Sunday, May 24, 2020

Behind Trump’s Demand to Reopen Churches: Slipping Poll Numbers

This post is a follow up on one from yesterday but is important because it reveals that Donald Trump doesn't give a rat's ass about churches, the free exercise of religion, or the safety of congregants at church services.  Rather, it is ALL about him and alarm withing his campaign that his polling with white evangelicals and white Catholics has taken a major hit thanks to his bungling of the federal response to the Covid-19 pandemic.  His demand the church services be deemed "essential services" is a desperate attempt to restore slipping support among the falsely named Christian Right - which is neither Christian nor right on almost any issue. Trump knows that without the support of this demographic he will likely be toast in November, and hence his call to allow church services even if it means infecting congregants.  Anyone who believes Trump gives a damn about them is delusional.  With Trump, it is all about him 27/7 and nothing and no one else matters except in the context of how it helps him.  A piece Politico looks at what is really motivating Trump and it has NOTHING to do with religious freedom (A piece in Business Insider notes that church services are "super spreaders" of covid-19).  Here are article highlights:
A sudden shift in support for Donald Trump among religious conservatives is triggering alarm bells inside his reelection campaign, where top aides have long banked on expanding the president’s evangelical base as a key part of their strategy for victory this November.
The anxiety over Trump’s standing with the Christian right surfaced after a pair of surveys by reputable outfits earlier this month found waning confidence in the administration’s coronavirus response among key religious groups, with a staggering decline in the president’s favorability among white evangelicals and white Catholics. Both are crucial constituencies that supported Trump by wide margins in 2016 and could sink his reelection prospects if their turnout shrinks this fall.
The polls paint a bleak picture for Trump, who has counted on broadening his religious support by at least a few percentage points to compensate for weakened appeal with women and suburban populations. . . . . Another person close to the campaign described an April survey by the Public Religion Research Institute, which showed a double-digit decline in Trump’s favorability among white evangelicals (-11), white Catholics (-12) and white mainline protestants (-18) from the previous month, as “pretty concerning.”
To safeguard his relationship with religious conservatives, Trump on Friday demanded that America‘s governors permit houses of worship to immediately reopen, and threatened to “override“ state leaders who decline to obey his directive. The announcement . . . . featured clear appeals to white evangelicals, many of whom have long supported Trump's socially conservative agenda.
Following the PRRI survey, which was conducted while Trump was a dominant presence at televised daily briefings by his administration's coronavirus task force, Pew Research Center released new data last week that showed a 7-point increase from April to May in white Catholics who disapprove of Trump’s response to the Covid-19 crisis and a 6-point decline among white evangelicals who previously gave him positive marks.
Trump campaign aides, White House officials and outside allies are responding to the threat by boosting their outreach to religious voters and promising to prioritize religious gatherings as they push to reopen the U.S. economy.
It was not immediately clear whether the president's order on Friday — that state and local officials must take immediate action to reopen religious institutions — was legally permissible, nor was it clear how administration officials planned to enforce the guidance.

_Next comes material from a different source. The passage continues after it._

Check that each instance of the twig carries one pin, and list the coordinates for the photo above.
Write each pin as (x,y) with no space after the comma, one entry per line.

Guidelines released this week by the Centers for Disease Control and Prevention about reopening certain establishments — including schools, public transit systems and child care facilities — did not mention how religious institutions should go about returning to in-person worship services and ministry opportunities. One senior administration official said the guidance was omitted due to concerns that the prescriptions CDC staffers planned to provide were too restrictive.
It’s unlikely that critics of church closings alone are responsible for the decline in Trump’s favorability among critical religious demographics. According to the Pew survey, 43 percent of white evangelicals and 52 percent of white Catholics think the current restrictions on public activity in their areas are appropriate versus 42 percent and 31 percent, respectively, who think fewer restrictions would be better. Greater shares of white evangelicals and white Catholics also said they are more afraid about their state governments lifting restrictions on public activity too soon than they are about leaving the restrictions in place for too long.
Laura Gifford, a historian of politics and religion at George Fox University, said it’s likely become harder for the president’s supporters to embrace his plans for an accelerated reopening of the country. The more Trump contradicts health officials who have warned against reopening schools and nonessential businesses, she suggested, the less accepting his usual supporters might become of his overall response. . . . . “This is something where that is harder to ignore than previous controversies or crises because it has life-and-death consequences for congregations and religious populations.”
Part of the strategy Trump allies have adopted to protect his relationship with conservative Christians is to frame the novel coronavirus — and church closures in response to social distancing restrictions — as a threat to religious freedom. . . . . But the religious freedom framing might not matter if the economy remains in free fall through the November election, even after churches are permitted to reopen and conservative outside groups ramp up their outreach to religious voters.